0x01 background
During Ubuntu system maintenance, the history command is often used.
However, considering the misoperations and accountability of colleagues and the clues after intrusion, the default history command in Ubuntu is difficult to meet our needs.
After some research, we found that the/etc/profile file can be modified to meet the requirements to a certain extent.
0x02 requirements
The following effects can be achieved when you execute the history command:
(1) display the command execution time
(2) display the user name for executing the command
(3) display the source IP address of the user executing the command
(4) User A can conveniently view User B's historical records
0x03 configuration implementation
To meet the first two requirements in section 2, you only need to simply configure the/etc/profile file, that is, append the following content at the end of the/etc/profile file:
export HISTTIMEFORMAT="%F %T `whoami` "
To implement the third requirement, you must first use the following command to obtain the logon Source IP Address:
USER_IP=`who -u am i 2>/dev/null| awk '{print $NF}'|sed -e 's/[()]//g'`if [ "$USER_IP" = "" ]thenUSER_IP=`hostname`
Then, in the export histtimeformat, write user_ip as the parameter to histtimeformat, that is:
export HISTTIMEFORMAT="%F %T $USER_IP:`whoami` "

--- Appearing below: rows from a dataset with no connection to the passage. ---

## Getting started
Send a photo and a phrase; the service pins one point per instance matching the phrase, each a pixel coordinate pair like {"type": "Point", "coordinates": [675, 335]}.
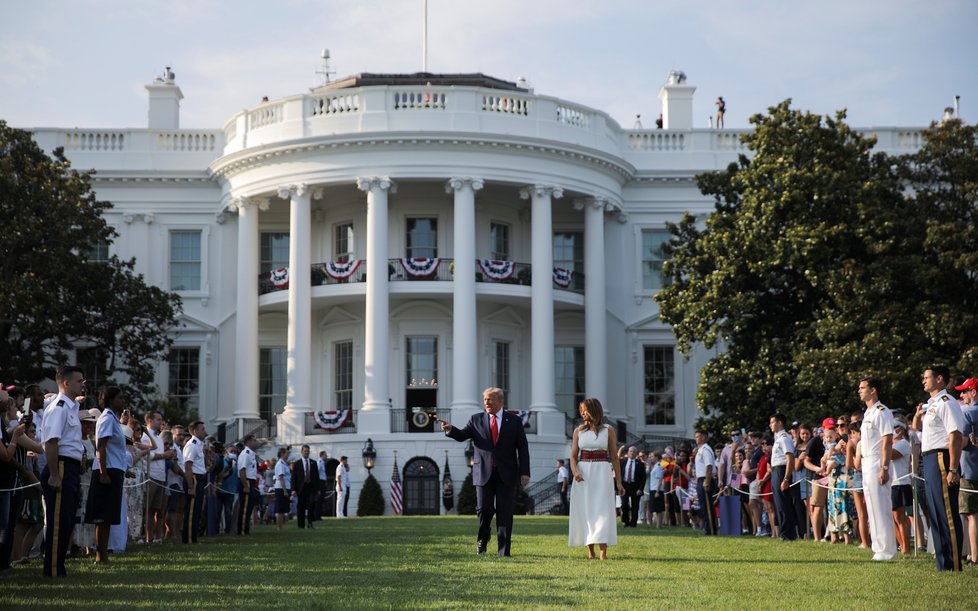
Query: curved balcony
{"type": "Point", "coordinates": [423, 270]}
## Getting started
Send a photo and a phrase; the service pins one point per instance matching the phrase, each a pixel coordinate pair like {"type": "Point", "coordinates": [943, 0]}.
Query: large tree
{"type": "Point", "coordinates": [58, 294]}
{"type": "Point", "coordinates": [817, 267]}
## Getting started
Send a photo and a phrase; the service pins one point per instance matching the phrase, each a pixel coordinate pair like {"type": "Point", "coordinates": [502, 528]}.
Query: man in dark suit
{"type": "Point", "coordinates": [633, 481]}
{"type": "Point", "coordinates": [502, 460]}
{"type": "Point", "coordinates": [305, 483]}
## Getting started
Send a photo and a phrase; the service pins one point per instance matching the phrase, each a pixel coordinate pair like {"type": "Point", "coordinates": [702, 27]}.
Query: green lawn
{"type": "Point", "coordinates": [428, 563]}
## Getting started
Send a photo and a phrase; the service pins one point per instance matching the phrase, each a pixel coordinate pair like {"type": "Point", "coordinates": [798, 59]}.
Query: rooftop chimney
{"type": "Point", "coordinates": [677, 102]}
{"type": "Point", "coordinates": [164, 101]}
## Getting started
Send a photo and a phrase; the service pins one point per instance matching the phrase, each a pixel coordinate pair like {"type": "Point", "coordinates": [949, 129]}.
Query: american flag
{"type": "Point", "coordinates": [396, 489]}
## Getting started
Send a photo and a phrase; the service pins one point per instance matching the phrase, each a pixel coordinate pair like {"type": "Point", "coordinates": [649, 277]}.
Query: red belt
{"type": "Point", "coordinates": [594, 456]}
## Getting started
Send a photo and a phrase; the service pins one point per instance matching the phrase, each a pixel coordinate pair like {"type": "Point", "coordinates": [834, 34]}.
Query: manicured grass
{"type": "Point", "coordinates": [424, 563]}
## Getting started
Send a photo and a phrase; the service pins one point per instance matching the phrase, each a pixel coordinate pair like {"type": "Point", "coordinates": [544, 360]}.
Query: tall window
{"type": "Point", "coordinates": [569, 377]}
{"type": "Point", "coordinates": [184, 384]}
{"type": "Point", "coordinates": [422, 360]}
{"type": "Point", "coordinates": [343, 244]}
{"type": "Point", "coordinates": [343, 376]}
{"type": "Point", "coordinates": [500, 366]}
{"type": "Point", "coordinates": [652, 258]}
{"type": "Point", "coordinates": [274, 250]}
{"type": "Point", "coordinates": [499, 242]}
{"type": "Point", "coordinates": [185, 260]}
{"type": "Point", "coordinates": [660, 385]}
{"type": "Point", "coordinates": [569, 250]}
{"type": "Point", "coordinates": [422, 238]}
{"type": "Point", "coordinates": [271, 382]}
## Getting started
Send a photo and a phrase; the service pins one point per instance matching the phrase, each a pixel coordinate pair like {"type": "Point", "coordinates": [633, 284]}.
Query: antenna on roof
{"type": "Point", "coordinates": [324, 72]}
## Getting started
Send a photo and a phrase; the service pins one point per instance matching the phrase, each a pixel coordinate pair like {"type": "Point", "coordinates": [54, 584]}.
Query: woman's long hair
{"type": "Point", "coordinates": [594, 411]}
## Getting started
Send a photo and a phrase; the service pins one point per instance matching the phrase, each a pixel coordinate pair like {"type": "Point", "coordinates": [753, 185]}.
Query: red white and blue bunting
{"type": "Point", "coordinates": [497, 270]}
{"type": "Point", "coordinates": [420, 267]}
{"type": "Point", "coordinates": [279, 277]}
{"type": "Point", "coordinates": [341, 270]}
{"type": "Point", "coordinates": [332, 420]}
{"type": "Point", "coordinates": [563, 277]}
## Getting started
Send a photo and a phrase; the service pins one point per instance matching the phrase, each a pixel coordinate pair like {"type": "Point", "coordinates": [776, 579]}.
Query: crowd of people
{"type": "Point", "coordinates": [78, 482]}
{"type": "Point", "coordinates": [872, 478]}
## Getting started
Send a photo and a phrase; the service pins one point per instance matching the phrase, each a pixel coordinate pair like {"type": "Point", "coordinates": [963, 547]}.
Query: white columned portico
{"type": "Point", "coordinates": [595, 322]}
{"type": "Point", "coordinates": [246, 317]}
{"type": "Point", "coordinates": [298, 399]}
{"type": "Point", "coordinates": [550, 422]}
{"type": "Point", "coordinates": [374, 415]}
{"type": "Point", "coordinates": [465, 354]}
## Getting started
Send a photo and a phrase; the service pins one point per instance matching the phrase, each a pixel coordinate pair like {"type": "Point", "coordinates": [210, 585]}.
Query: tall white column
{"type": "Point", "coordinates": [246, 317]}
{"type": "Point", "coordinates": [595, 323]}
{"type": "Point", "coordinates": [465, 354]}
{"type": "Point", "coordinates": [298, 399]}
{"type": "Point", "coordinates": [542, 300]}
{"type": "Point", "coordinates": [374, 415]}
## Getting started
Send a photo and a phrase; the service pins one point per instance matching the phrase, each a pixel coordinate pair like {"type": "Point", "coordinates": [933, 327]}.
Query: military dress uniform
{"type": "Point", "coordinates": [878, 423]}
{"type": "Point", "coordinates": [193, 452]}
{"type": "Point", "coordinates": [942, 416]}
{"type": "Point", "coordinates": [61, 424]}
{"type": "Point", "coordinates": [248, 462]}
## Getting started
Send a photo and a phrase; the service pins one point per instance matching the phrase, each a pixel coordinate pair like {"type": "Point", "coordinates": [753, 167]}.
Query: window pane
{"type": "Point", "coordinates": [343, 379]}
{"type": "Point", "coordinates": [185, 260]}
{"type": "Point", "coordinates": [660, 385]}
{"type": "Point", "coordinates": [422, 360]}
{"type": "Point", "coordinates": [422, 238]}
{"type": "Point", "coordinates": [271, 382]}
{"type": "Point", "coordinates": [652, 259]}
{"type": "Point", "coordinates": [274, 251]}
{"type": "Point", "coordinates": [184, 381]}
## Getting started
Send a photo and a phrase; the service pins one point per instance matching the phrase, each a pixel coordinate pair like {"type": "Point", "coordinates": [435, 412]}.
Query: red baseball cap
{"type": "Point", "coordinates": [969, 384]}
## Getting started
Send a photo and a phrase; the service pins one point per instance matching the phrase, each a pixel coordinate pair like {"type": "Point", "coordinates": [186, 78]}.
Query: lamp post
{"type": "Point", "coordinates": [369, 455]}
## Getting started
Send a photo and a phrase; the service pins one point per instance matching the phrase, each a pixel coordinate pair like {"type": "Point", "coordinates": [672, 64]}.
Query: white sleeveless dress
{"type": "Point", "coordinates": [592, 502]}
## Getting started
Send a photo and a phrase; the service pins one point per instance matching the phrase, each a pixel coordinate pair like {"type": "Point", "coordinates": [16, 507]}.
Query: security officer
{"type": "Point", "coordinates": [248, 474]}
{"type": "Point", "coordinates": [940, 421]}
{"type": "Point", "coordinates": [195, 473]}
{"type": "Point", "coordinates": [61, 478]}
{"type": "Point", "coordinates": [876, 442]}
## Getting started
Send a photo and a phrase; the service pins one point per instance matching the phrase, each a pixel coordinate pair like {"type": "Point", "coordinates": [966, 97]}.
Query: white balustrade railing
{"type": "Point", "coordinates": [95, 141]}
{"type": "Point", "coordinates": [333, 104]}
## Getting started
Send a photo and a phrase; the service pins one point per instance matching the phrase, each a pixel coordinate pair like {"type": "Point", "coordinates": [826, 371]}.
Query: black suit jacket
{"type": "Point", "coordinates": [299, 475]}
{"type": "Point", "coordinates": [511, 452]}
{"type": "Point", "coordinates": [639, 483]}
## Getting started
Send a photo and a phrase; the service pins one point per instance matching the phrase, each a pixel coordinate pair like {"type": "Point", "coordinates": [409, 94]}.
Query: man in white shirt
{"type": "Point", "coordinates": [876, 443]}
{"type": "Point", "coordinates": [782, 470]}
{"type": "Point", "coordinates": [705, 465]}
{"type": "Point", "coordinates": [941, 422]}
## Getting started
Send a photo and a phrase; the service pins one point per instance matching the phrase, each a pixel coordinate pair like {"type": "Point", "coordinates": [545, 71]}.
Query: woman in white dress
{"type": "Point", "coordinates": [592, 502]}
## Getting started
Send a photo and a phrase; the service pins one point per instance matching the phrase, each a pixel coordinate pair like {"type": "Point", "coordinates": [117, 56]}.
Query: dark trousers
{"type": "Point", "coordinates": [783, 505]}
{"type": "Point", "coordinates": [942, 509]}
{"type": "Point", "coordinates": [246, 504]}
{"type": "Point", "coordinates": [192, 510]}
{"type": "Point", "coordinates": [306, 509]}
{"type": "Point", "coordinates": [705, 492]}
{"type": "Point", "coordinates": [629, 504]}
{"type": "Point", "coordinates": [495, 498]}
{"type": "Point", "coordinates": [60, 507]}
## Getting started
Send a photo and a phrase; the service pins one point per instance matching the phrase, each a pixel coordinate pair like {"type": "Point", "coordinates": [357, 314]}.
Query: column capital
{"type": "Point", "coordinates": [541, 191]}
{"type": "Point", "coordinates": [384, 183]}
{"type": "Point", "coordinates": [459, 182]}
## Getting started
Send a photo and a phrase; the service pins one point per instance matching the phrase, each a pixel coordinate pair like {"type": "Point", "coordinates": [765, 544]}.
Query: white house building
{"type": "Point", "coordinates": [355, 259]}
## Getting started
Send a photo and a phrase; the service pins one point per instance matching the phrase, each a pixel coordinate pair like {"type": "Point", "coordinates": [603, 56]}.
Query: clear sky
{"type": "Point", "coordinates": [83, 63]}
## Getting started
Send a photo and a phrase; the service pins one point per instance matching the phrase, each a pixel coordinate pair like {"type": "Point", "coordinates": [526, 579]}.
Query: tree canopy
{"type": "Point", "coordinates": [63, 292]}
{"type": "Point", "coordinates": [823, 262]}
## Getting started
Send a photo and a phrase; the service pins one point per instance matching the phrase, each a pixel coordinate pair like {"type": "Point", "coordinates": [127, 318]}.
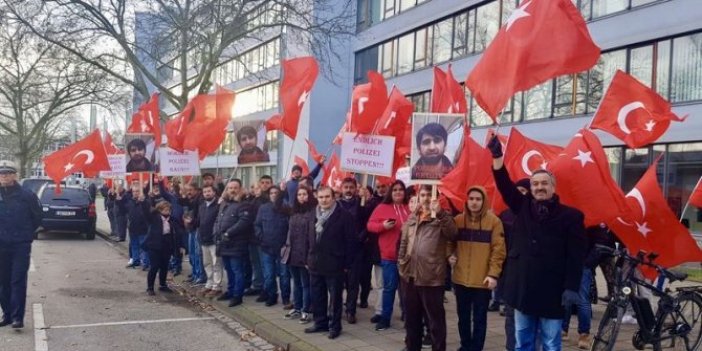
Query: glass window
{"type": "Point", "coordinates": [537, 101]}
{"type": "Point", "coordinates": [487, 25]}
{"type": "Point", "coordinates": [460, 35]}
{"type": "Point", "coordinates": [441, 41]}
{"type": "Point", "coordinates": [601, 75]}
{"type": "Point", "coordinates": [605, 7]}
{"type": "Point", "coordinates": [641, 64]}
{"type": "Point", "coordinates": [405, 53]}
{"type": "Point", "coordinates": [686, 83]}
{"type": "Point", "coordinates": [635, 165]}
{"type": "Point", "coordinates": [420, 48]}
{"type": "Point", "coordinates": [685, 169]}
{"type": "Point", "coordinates": [663, 68]}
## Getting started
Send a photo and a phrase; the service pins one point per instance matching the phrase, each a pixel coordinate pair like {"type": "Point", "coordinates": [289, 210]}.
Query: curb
{"type": "Point", "coordinates": [249, 319]}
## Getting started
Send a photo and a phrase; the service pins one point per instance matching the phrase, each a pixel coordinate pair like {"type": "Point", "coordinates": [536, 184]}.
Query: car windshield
{"type": "Point", "coordinates": [68, 196]}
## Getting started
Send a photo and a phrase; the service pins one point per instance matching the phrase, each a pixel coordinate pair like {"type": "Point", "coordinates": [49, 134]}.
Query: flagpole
{"type": "Point", "coordinates": [687, 204]}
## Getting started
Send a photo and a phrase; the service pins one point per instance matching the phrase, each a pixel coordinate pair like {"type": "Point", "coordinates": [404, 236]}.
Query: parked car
{"type": "Point", "coordinates": [71, 210]}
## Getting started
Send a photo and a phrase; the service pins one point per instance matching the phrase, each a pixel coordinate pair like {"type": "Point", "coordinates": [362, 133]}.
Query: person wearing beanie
{"type": "Point", "coordinates": [476, 260]}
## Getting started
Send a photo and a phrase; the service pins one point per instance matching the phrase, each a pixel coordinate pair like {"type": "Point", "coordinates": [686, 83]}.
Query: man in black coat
{"type": "Point", "coordinates": [545, 258]}
{"type": "Point", "coordinates": [329, 258]}
{"type": "Point", "coordinates": [20, 216]}
{"type": "Point", "coordinates": [231, 232]}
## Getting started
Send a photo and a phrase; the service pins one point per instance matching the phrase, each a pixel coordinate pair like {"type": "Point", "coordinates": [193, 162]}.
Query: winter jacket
{"type": "Point", "coordinates": [330, 250]}
{"type": "Point", "coordinates": [301, 235]}
{"type": "Point", "coordinates": [545, 255]}
{"type": "Point", "coordinates": [137, 215]}
{"type": "Point", "coordinates": [424, 248]}
{"type": "Point", "coordinates": [232, 227]}
{"type": "Point", "coordinates": [20, 215]}
{"type": "Point", "coordinates": [388, 238]}
{"type": "Point", "coordinates": [479, 246]}
{"type": "Point", "coordinates": [271, 227]}
{"type": "Point", "coordinates": [204, 222]}
{"type": "Point", "coordinates": [156, 240]}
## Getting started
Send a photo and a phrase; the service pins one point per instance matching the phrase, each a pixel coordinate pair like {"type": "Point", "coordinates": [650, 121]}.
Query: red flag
{"type": "Point", "coordinates": [299, 75]}
{"type": "Point", "coordinates": [652, 226]}
{"type": "Point", "coordinates": [474, 167]}
{"type": "Point", "coordinates": [302, 163]}
{"type": "Point", "coordinates": [176, 128]}
{"type": "Point", "coordinates": [316, 156]}
{"type": "Point", "coordinates": [633, 112]}
{"type": "Point", "coordinates": [110, 146]}
{"type": "Point", "coordinates": [207, 130]}
{"type": "Point", "coordinates": [542, 39]}
{"type": "Point", "coordinates": [524, 155]}
{"type": "Point", "coordinates": [367, 104]}
{"type": "Point", "coordinates": [87, 155]}
{"type": "Point", "coordinates": [583, 180]}
{"type": "Point", "coordinates": [696, 196]}
{"type": "Point", "coordinates": [147, 120]}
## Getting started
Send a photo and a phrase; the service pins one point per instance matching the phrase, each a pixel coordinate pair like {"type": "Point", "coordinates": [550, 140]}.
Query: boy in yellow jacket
{"type": "Point", "coordinates": [476, 257]}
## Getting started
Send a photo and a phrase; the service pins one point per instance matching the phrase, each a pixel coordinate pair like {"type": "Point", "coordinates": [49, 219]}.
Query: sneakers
{"type": "Point", "coordinates": [584, 342]}
{"type": "Point", "coordinates": [306, 318]}
{"type": "Point", "coordinates": [292, 314]}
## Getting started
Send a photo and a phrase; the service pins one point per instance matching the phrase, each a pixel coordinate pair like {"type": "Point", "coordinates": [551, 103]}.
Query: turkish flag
{"type": "Point", "coordinates": [583, 180]}
{"type": "Point", "coordinates": [110, 146]}
{"type": "Point", "coordinates": [447, 95]}
{"type": "Point", "coordinates": [633, 112]}
{"type": "Point", "coordinates": [524, 155]}
{"type": "Point", "coordinates": [652, 226]}
{"type": "Point", "coordinates": [316, 156]}
{"type": "Point", "coordinates": [368, 102]}
{"type": "Point", "coordinates": [696, 196]}
{"type": "Point", "coordinates": [176, 128]}
{"type": "Point", "coordinates": [87, 155]}
{"type": "Point", "coordinates": [299, 75]}
{"type": "Point", "coordinates": [302, 163]}
{"type": "Point", "coordinates": [207, 130]}
{"type": "Point", "coordinates": [474, 167]}
{"type": "Point", "coordinates": [542, 39]}
{"type": "Point", "coordinates": [147, 120]}
{"type": "Point", "coordinates": [333, 175]}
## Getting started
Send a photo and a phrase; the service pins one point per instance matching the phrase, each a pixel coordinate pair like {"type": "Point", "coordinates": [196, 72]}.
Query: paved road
{"type": "Point", "coordinates": [82, 298]}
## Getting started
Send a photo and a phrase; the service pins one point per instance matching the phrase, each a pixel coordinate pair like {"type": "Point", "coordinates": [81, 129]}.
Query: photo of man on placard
{"type": "Point", "coordinates": [140, 153]}
{"type": "Point", "coordinates": [432, 154]}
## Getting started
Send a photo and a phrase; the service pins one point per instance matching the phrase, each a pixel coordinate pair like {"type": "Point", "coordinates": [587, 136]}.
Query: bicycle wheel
{"type": "Point", "coordinates": [608, 329]}
{"type": "Point", "coordinates": [681, 329]}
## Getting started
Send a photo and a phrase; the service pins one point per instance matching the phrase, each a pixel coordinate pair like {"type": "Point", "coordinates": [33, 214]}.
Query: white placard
{"type": "Point", "coordinates": [403, 174]}
{"type": "Point", "coordinates": [370, 154]}
{"type": "Point", "coordinates": [118, 166]}
{"type": "Point", "coordinates": [174, 163]}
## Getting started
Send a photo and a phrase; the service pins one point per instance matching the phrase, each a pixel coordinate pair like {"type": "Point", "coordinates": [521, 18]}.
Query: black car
{"type": "Point", "coordinates": [71, 210]}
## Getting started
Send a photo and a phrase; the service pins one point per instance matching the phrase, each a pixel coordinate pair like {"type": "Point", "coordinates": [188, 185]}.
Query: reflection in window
{"type": "Point", "coordinates": [686, 83]}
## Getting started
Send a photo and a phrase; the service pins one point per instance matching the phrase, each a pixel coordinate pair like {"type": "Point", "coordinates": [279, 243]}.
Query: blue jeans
{"type": "Point", "coordinates": [391, 279]}
{"type": "Point", "coordinates": [584, 307]}
{"type": "Point", "coordinates": [526, 327]}
{"type": "Point", "coordinates": [234, 266]}
{"type": "Point", "coordinates": [272, 269]}
{"type": "Point", "coordinates": [136, 253]}
{"type": "Point", "coordinates": [301, 292]}
{"type": "Point", "coordinates": [195, 258]}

To meet the fourth requirement, You need to modify the storage location of historical records. By default, historical records are stored in the user directory. bash_history (full path:/home/user name /. bash_history) file. Therefore, to access user B's history records, user a must first escalate himself to the root permission. Otherwise, the Home Directory of user B cannot be opened, even if user A has the root permission, if the system has 10 users, you need to enter 10 different folders to view. bash_history file to find all historical records.
For convenience, you can use the histfile environment variables to centralize the history records of all users in a directory and distinguish their respective history files by user names:
export HISTFILE="/opt/history/${LOGNAME}"
Based on the above tips, we can easily get the following script:
USER_IP=`who -u am i 2>/dev/null| awk '{print $NF}'|sed -e 's/[()]//g'`if [ "$USER_IP" = "" ]thenUSER_IP=`hostname`fiif [ ! -d /opt/history ]thenmkdir /opt/historychmod 777 /opt/historyfiif [ ! -d /opt/history/${LOGNAME} ]thenmkdir /opt/history/${LOGNAME}chmod 300 /opt/history/${LOGNAME}fiexport HISTSIZE=4096export HISTTIMEFORMAT="[%Y-%m-%d %H:%M:%S] "export HISTFILE="/opt/history/${LOGNAME}.history"chmod 600 /opt/history/*history* 2>/dev/null
Append the above Code to the end of the/etc/profile file, and then log out and log on again. The display format and storage file of history have changed.
0x04 summary and analysis
The second requirement is actually redundant. It is common sense for a user to execute history to display only their own historical records. If history is executed, you can print the execution records of other users. Although the User Name field is used to differentiate them, it is quite troublesome to differentiate them at a glance, by using histfile, the stored files of all users' historical records are stored in one directory, which allows the Administrator to conveniently view all user commands without affecting the running effect of each user.
At this point, with the final integrated configuration in the third section, the system maintenance personnel can provide great management traversal, but there is still a small flaw:
The history storage file stores Command records for historical operations, but the time, user name, and IP address are not explicit. The content format is as follows:
#1359020553ifconfig#1359020554ls#1359020559cat /etc/profile
Obviously #1359020559 is the execution time of the CAT/etc/profile, although the system can accurately identify and format the data as easy-to-use and output, however, the content stored in the file is inconvenient for manual reading, and the user name and logon Source IP address in the file that records the command execution (it may be recorded in other files, however, it is not clear how the history command locates the user name and logon source IP address for executing a command ).